Simon Boudreault compare son approche à celle d’un peintre pointilliste (technique aussi appelé néo-impressionnisme ou divisionnisme, qui consiste à juxtaposer des points de diverses couleurs pour créer une vision d’ensemble). Le Tableau glissant démontre sa maîtrise de la comédie de mœurs. Dans la cuisinette d’un bureau d’entreprise, un projet de voyage en Afrique entraîne une série de malentendus sur l’emploi de certains mots de peur d’offenser autrui. Même le « pâté chinois » passe au tordeur de l’ironiste.

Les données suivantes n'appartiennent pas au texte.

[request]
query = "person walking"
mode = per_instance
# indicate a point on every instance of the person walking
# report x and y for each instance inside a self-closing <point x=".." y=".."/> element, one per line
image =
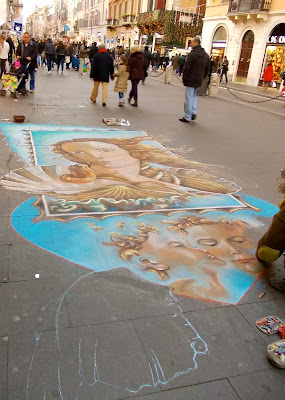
<point x="4" y="54"/>
<point x="122" y="79"/>
<point x="175" y="63"/>
<point x="195" y="70"/>
<point x="83" y="52"/>
<point x="50" y="53"/>
<point x="181" y="63"/>
<point x="27" y="52"/>
<point x="41" y="48"/>
<point x="60" y="53"/>
<point x="12" y="49"/>
<point x="93" y="50"/>
<point x="147" y="56"/>
<point x="267" y="76"/>
<point x="225" y="68"/>
<point x="138" y="66"/>
<point x="69" y="54"/>
<point x="101" y="71"/>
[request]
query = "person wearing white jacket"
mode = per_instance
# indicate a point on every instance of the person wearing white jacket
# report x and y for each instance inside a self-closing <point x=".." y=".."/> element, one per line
<point x="4" y="52"/>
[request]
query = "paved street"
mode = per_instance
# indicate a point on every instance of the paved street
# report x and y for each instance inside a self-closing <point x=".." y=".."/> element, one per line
<point x="72" y="331"/>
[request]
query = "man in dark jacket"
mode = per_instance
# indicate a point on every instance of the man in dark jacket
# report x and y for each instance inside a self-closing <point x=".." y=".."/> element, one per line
<point x="27" y="52"/>
<point x="50" y="54"/>
<point x="102" y="69"/>
<point x="147" y="56"/>
<point x="195" y="70"/>
<point x="93" y="50"/>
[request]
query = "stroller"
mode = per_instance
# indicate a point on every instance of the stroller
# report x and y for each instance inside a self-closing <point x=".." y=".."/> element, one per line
<point x="13" y="81"/>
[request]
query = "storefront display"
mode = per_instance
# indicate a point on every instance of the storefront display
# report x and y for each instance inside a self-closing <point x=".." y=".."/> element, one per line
<point x="275" y="54"/>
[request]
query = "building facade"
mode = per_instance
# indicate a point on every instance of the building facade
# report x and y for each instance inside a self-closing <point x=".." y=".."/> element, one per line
<point x="9" y="11"/>
<point x="250" y="33"/>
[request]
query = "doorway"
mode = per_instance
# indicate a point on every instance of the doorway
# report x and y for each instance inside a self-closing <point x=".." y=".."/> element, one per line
<point x="245" y="56"/>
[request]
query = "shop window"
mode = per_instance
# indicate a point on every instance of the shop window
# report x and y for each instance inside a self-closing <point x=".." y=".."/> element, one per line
<point x="275" y="53"/>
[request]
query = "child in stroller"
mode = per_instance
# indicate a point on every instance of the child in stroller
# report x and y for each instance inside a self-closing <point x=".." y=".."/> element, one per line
<point x="19" y="70"/>
<point x="14" y="81"/>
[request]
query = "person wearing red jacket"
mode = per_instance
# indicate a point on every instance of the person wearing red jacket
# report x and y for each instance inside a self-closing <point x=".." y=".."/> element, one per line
<point x="267" y="76"/>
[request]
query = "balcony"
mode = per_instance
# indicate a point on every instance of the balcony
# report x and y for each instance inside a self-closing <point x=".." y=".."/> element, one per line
<point x="247" y="6"/>
<point x="128" y="19"/>
<point x="248" y="9"/>
<point x="112" y="23"/>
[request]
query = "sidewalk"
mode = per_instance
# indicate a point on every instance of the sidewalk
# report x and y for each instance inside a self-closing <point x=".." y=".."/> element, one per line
<point x="133" y="303"/>
<point x="256" y="90"/>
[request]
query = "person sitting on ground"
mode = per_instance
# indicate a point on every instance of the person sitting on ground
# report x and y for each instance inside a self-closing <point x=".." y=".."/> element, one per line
<point x="272" y="245"/>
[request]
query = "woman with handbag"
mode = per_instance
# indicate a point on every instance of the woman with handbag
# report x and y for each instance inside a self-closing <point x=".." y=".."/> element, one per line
<point x="267" y="76"/>
<point x="4" y="52"/>
<point x="137" y="65"/>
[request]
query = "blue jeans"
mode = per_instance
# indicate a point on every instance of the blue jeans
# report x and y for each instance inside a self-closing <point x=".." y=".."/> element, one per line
<point x="49" y="58"/>
<point x="60" y="61"/>
<point x="31" y="72"/>
<point x="190" y="104"/>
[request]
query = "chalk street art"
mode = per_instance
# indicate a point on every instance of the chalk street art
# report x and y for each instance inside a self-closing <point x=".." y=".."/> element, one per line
<point x="119" y="196"/>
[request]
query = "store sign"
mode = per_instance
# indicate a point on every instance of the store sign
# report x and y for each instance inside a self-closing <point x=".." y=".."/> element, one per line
<point x="18" y="27"/>
<point x="219" y="45"/>
<point x="276" y="39"/>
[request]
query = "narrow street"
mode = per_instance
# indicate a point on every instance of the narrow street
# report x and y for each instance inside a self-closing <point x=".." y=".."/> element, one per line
<point x="99" y="303"/>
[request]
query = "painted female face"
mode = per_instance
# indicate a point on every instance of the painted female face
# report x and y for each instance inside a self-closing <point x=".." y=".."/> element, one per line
<point x="214" y="245"/>
<point x="104" y="154"/>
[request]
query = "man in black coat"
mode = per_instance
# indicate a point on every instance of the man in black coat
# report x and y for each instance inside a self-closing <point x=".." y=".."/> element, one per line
<point x="27" y="52"/>
<point x="102" y="69"/>
<point x="195" y="70"/>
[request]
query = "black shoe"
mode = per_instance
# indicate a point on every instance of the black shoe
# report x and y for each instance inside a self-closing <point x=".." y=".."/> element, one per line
<point x="184" y="120"/>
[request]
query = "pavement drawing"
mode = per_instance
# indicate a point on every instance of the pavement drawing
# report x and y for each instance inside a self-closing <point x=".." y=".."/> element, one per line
<point x="109" y="199"/>
<point x="136" y="205"/>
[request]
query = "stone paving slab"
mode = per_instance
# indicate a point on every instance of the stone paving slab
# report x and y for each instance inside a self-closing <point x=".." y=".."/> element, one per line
<point x="219" y="390"/>
<point x="260" y="385"/>
<point x="4" y="263"/>
<point x="79" y="361"/>
<point x="3" y="368"/>
<point x="118" y="295"/>
<point x="233" y="346"/>
<point x="26" y="260"/>
<point x="27" y="306"/>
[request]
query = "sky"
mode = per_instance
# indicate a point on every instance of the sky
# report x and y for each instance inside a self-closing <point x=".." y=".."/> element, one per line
<point x="30" y="5"/>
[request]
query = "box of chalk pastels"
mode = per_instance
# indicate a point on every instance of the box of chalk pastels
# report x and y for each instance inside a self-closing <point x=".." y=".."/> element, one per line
<point x="276" y="353"/>
<point x="270" y="325"/>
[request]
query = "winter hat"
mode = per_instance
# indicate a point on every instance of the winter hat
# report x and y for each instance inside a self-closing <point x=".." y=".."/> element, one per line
<point x="134" y="49"/>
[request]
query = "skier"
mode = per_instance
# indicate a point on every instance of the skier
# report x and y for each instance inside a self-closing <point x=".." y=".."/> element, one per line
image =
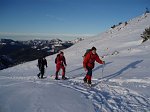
<point x="89" y="63"/>
<point x="60" y="62"/>
<point x="42" y="62"/>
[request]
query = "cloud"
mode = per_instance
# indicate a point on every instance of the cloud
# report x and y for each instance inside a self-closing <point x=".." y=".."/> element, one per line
<point x="46" y="36"/>
<point x="55" y="17"/>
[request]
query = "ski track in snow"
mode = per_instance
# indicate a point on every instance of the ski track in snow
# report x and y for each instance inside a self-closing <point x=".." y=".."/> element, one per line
<point x="105" y="97"/>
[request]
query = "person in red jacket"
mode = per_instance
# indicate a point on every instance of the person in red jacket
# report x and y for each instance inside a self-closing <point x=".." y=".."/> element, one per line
<point x="60" y="64"/>
<point x="89" y="63"/>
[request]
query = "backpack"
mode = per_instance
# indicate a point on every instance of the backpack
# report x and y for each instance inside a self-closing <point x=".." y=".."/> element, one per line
<point x="87" y="51"/>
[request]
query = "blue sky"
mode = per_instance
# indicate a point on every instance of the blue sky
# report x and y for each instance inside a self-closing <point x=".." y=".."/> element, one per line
<point x="44" y="17"/>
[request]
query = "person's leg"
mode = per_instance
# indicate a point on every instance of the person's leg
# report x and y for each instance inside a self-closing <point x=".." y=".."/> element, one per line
<point x="42" y="73"/>
<point x="63" y="72"/>
<point x="89" y="75"/>
<point x="57" y="71"/>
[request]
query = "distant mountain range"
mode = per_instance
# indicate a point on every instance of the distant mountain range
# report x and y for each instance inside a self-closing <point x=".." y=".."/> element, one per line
<point x="16" y="52"/>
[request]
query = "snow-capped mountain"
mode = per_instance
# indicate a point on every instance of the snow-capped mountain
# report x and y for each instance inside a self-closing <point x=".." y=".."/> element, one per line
<point x="121" y="85"/>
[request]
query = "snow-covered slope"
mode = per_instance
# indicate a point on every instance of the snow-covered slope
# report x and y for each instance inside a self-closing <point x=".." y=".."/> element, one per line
<point x="122" y="85"/>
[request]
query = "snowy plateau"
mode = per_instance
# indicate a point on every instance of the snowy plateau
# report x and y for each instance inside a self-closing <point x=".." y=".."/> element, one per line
<point x="121" y="85"/>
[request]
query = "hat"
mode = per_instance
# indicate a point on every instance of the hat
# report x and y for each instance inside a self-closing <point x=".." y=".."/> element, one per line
<point x="94" y="48"/>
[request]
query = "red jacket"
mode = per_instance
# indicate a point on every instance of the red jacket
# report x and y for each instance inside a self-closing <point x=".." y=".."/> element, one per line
<point x="90" y="59"/>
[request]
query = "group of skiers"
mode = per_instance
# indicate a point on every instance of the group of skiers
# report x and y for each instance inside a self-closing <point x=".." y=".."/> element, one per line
<point x="88" y="64"/>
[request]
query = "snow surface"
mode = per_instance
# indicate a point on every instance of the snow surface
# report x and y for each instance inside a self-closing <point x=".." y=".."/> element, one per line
<point x="121" y="85"/>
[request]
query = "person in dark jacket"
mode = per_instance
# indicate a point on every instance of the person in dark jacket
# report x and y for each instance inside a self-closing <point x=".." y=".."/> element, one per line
<point x="60" y="62"/>
<point x="89" y="63"/>
<point x="42" y="62"/>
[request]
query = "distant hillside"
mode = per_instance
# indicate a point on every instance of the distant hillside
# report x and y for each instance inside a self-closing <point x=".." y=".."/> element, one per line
<point x="16" y="52"/>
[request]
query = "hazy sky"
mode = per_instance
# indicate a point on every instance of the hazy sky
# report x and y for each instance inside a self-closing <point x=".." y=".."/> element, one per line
<point x="44" y="17"/>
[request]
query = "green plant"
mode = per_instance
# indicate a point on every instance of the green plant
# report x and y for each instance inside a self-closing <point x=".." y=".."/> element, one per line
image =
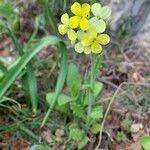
<point x="79" y="104"/>
<point x="145" y="141"/>
<point x="75" y="106"/>
<point x="121" y="136"/>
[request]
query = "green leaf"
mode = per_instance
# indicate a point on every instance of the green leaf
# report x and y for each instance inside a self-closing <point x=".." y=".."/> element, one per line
<point x="83" y="142"/>
<point x="95" y="128"/>
<point x="40" y="147"/>
<point x="77" y="110"/>
<point x="73" y="80"/>
<point x="49" y="16"/>
<point x="75" y="133"/>
<point x="14" y="72"/>
<point x="145" y="141"/>
<point x="97" y="88"/>
<point x="61" y="78"/>
<point x="62" y="99"/>
<point x="97" y="113"/>
<point x="63" y="107"/>
<point x="105" y="12"/>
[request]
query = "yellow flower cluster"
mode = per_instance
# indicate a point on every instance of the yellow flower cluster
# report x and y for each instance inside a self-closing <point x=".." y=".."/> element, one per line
<point x="86" y="27"/>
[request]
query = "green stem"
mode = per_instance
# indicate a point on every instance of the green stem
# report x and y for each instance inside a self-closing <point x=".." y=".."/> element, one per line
<point x="92" y="78"/>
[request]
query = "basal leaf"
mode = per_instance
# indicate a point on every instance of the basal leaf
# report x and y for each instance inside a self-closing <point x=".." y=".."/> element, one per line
<point x="96" y="113"/>
<point x="97" y="88"/>
<point x="145" y="141"/>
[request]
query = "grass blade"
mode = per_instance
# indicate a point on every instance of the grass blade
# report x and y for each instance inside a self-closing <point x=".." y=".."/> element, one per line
<point x="60" y="80"/>
<point x="29" y="79"/>
<point x="14" y="72"/>
<point x="49" y="17"/>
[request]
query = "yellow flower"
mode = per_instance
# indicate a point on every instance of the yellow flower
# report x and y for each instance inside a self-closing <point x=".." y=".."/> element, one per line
<point x="80" y="19"/>
<point x="93" y="42"/>
<point x="99" y="13"/>
<point x="65" y="28"/>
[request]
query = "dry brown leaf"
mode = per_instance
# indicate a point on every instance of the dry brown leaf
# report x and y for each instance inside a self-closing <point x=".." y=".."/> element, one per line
<point x="59" y="132"/>
<point x="136" y="127"/>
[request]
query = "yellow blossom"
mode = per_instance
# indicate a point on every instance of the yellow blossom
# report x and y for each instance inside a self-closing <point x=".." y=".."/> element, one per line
<point x="92" y="43"/>
<point x="65" y="28"/>
<point x="80" y="19"/>
<point x="99" y="13"/>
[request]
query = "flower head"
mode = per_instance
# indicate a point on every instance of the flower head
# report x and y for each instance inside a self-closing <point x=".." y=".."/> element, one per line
<point x="100" y="13"/>
<point x="80" y="16"/>
<point x="85" y="29"/>
<point x="65" y="28"/>
<point x="91" y="42"/>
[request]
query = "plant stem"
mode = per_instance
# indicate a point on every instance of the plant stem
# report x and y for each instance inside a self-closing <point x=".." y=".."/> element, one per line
<point x="92" y="78"/>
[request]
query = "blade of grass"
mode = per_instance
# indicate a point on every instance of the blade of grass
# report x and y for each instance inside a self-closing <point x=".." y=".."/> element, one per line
<point x="3" y="68"/>
<point x="14" y="72"/>
<point x="60" y="80"/>
<point x="49" y="17"/>
<point x="29" y="79"/>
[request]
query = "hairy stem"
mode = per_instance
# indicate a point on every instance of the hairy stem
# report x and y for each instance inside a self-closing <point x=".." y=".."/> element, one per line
<point x="92" y="78"/>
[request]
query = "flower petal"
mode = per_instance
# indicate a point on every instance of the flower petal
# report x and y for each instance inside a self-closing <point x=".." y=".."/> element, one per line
<point x="76" y="9"/>
<point x="96" y="7"/>
<point x="96" y="48"/>
<point x="105" y="12"/>
<point x="80" y="34"/>
<point x="103" y="39"/>
<point x="85" y="9"/>
<point x="65" y="19"/>
<point x="62" y="29"/>
<point x="99" y="24"/>
<point x="87" y="41"/>
<point x="92" y="32"/>
<point x="87" y="50"/>
<point x="84" y="24"/>
<point x="72" y="35"/>
<point x="79" y="48"/>
<point x="74" y="22"/>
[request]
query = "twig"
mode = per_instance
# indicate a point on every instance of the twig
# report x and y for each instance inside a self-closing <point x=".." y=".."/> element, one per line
<point x="109" y="106"/>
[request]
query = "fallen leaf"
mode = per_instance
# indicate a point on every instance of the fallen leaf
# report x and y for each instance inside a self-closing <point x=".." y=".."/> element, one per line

« J’aime quand tout le monde a tort. Rire de certaines situations nous détend. L’un des personnages de Je suis un produit, Jeff (présenté comme « un gai bitch sans filtre ») tenait des propos odieux. Pourtant, le public s’en amusait plutôt que s’offusquer », témoigne le créateur. Parmi les artistes qu’il apprécie particulièrement, citons l’actrice-scénariste française Agnès Jaoui (Le Goût des autres), l’auteur états-unien David Mamet et des plumes d’ici (François Archambault, Catherine Léger).

À disséquer nos ambigüités en cette ère de polarisation, Simon Boudreault craint-il la censure? « Les directeurs artistiques, comme Philippe Lambert (Licorne) ou Michel Nadeau (Théâtre La Bordée) m’ont toujours fait confiance. Ils savent quand ça grince ou coince. Mes premiers lecteurs sont souvent plus game que moi. »

Dis-moi ce que tu es sera à l’affiche du Théâtre La Licorne (Montréal) du 1er au 26 avril 2025.